La Tunisie ne bénéficie que très peu de la manne de l'Or Noir au contraire de l'Algérie et de la Lybie. (ses ressources équivalent à 50% de sa consommation propre)
Son industrie touristique fondée sur la masse plutôt que sur le luxe dans des sites marocains prestigieux développe moins de plus-value qu'au Maroc, lequel exporte également des millions de tonnes de phosphate.
Avec sa rente pétrolière et gazière énorme, l'Algérie aurait fort bien pu développer une économie de production, initier des programmes de logement qui font gravement défaut, limiter les hausses de prix alimentaires. Elle ne l'a jamais fait.
Il n'empêche. On dira tout ce qu'on voudra mais en Tunisie, les gosses sont à l'école et pas dans la rue à mendier voire à se prostituer massivement, comme au Maroc. (on se souviendra avec profit de ce récent reportage épouvantable en caméra cachée, sur le trafic pédo-criminel qui sévit librement à Marrakech; réf. "Envoyé spécial")
En Tunisie, un système de santé universel bénéficie à chacun. Les logements sont décents, même dans des endroits reculés.
Il y existe en Tunisie une mini "Silicon Valley" qui procure des milliers d'emplois hautement qualifiés.
C'est là et pas ailleurs au Maghreb que nos centres d'appels s'installent, le bilinguisme étant quasiment universel et de qualité de même que les compétences techniques de la main d'oeuvre (autant une délocalisation boursière me révulse, autant une nouvelle implantation là plutôt que "chez nous" me laisse plus nuancé: on ne peut pas à la fois se battre contre l'immigration économique et ne donner aucune perspective d'emploi à des populations envers lesquels, que nous le voulions ou non, nous avons des responsabilités de par notre histoire)
Nous pourrions aussi évoquer la condition des femmes, autrement meilleure en Tunisie qu'ailleurs dans la région: polygamie interdite de même que le droit de répudiation (certes en cas de divorce - qu'elle est d'ailleurs en droit de demander elle même - la femme est encore partiellement lésée dans le partage des biens, mais on est loin de la situation prévalant dans les pays voisins). Celle des Juifs aussi, qui sont encore quelques dizaines de milliers à vivre dans le pays en bonne intelligence avec leurs voisins musulmans, et souvent dans de bien meilleures conditions sociales que ceux qui ont émigré en Israël.
Alors pourquoi cet acharnement on va dire... sélectif dans la dénonciation des dictatures maghrébines?

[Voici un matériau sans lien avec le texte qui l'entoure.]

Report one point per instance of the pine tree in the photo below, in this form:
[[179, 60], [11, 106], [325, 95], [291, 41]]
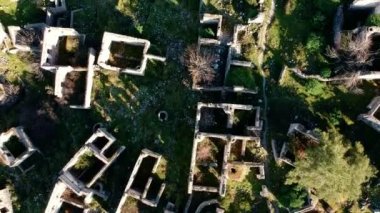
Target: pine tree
[[335, 169]]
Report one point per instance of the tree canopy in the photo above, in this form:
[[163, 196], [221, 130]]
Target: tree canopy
[[335, 169]]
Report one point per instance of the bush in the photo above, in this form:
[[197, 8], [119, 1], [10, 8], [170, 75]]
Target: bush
[[292, 197], [315, 88], [326, 72], [373, 20], [314, 43]]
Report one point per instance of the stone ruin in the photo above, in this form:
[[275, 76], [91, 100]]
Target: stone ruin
[[220, 150], [9, 94], [5, 41], [212, 23], [63, 54], [15, 147], [27, 38], [224, 51], [60, 49], [169, 208], [235, 119], [372, 117], [143, 190], [53, 12], [77, 182], [61, 75], [286, 154], [362, 4], [125, 54], [205, 204], [5, 200]]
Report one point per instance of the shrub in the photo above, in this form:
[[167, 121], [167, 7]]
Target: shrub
[[326, 72], [315, 88], [314, 43], [373, 20]]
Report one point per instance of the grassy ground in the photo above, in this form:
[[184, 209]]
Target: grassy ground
[[317, 104], [126, 105]]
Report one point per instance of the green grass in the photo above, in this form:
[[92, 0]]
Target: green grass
[[241, 76], [241, 196], [293, 26]]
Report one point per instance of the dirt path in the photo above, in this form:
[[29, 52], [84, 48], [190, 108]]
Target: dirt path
[[262, 42]]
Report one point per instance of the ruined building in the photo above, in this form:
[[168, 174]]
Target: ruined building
[[289, 150], [372, 117], [64, 54], [15, 147], [226, 146], [27, 38], [77, 182], [125, 54], [139, 185]]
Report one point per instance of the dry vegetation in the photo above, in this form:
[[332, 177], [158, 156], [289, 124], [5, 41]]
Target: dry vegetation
[[199, 66]]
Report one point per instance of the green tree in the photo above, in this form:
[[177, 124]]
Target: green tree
[[334, 169], [315, 88], [373, 20], [314, 43]]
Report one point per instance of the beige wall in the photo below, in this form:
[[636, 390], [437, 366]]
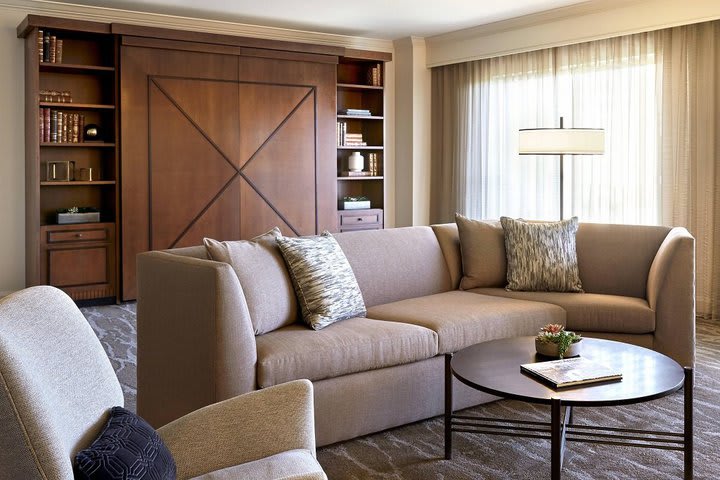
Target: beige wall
[[564, 26], [12, 154], [412, 133]]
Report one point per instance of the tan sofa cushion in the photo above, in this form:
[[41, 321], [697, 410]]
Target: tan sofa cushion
[[462, 319], [350, 346], [265, 280], [291, 465], [396, 263], [616, 259], [591, 312], [482, 249]]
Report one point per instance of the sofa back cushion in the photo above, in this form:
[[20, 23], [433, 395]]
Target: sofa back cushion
[[482, 249], [395, 264], [263, 276], [616, 259], [612, 259]]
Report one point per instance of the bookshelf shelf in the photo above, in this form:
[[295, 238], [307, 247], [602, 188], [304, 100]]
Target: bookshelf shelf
[[77, 183], [74, 68], [77, 106], [368, 147], [353, 179], [78, 145], [358, 86], [360, 117]]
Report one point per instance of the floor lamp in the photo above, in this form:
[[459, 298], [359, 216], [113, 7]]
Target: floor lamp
[[561, 141]]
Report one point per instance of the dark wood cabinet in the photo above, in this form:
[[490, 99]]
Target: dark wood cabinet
[[80, 259], [361, 128], [78, 90], [219, 136]]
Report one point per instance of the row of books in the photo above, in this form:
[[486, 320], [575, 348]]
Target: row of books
[[55, 96], [346, 139], [360, 112], [375, 75], [373, 164], [49, 47], [57, 126]]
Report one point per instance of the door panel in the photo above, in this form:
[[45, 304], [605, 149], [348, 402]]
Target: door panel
[[222, 146]]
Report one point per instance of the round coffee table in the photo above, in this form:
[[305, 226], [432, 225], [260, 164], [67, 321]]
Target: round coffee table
[[494, 367]]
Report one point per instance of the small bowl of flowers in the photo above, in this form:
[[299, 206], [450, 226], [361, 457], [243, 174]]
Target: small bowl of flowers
[[554, 341]]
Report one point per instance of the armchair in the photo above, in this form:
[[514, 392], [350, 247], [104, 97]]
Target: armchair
[[57, 386]]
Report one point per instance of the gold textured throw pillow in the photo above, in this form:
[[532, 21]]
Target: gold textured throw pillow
[[541, 256], [324, 282]]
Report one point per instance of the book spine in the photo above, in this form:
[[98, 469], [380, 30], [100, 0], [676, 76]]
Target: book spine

Peut être que la mauvaise conscience de la classe bobo française après la Guerre d'Algérie joue encore un rôle tout comme - en gardant les proportions bien évidemment - l'Allemagne se sent encore dans une position telle qu'il lui est interdit de critiquer peu ou prou Israël (qui la remettrait vite fait et bien fait dans les cordes, mais qui empoche tout de même chaque année des milliards d'euros venant de ce pays au titre des réparations, comme si réparer les torts passés envers les Juifs équivalait à soutenir un état, quel qu'il soit)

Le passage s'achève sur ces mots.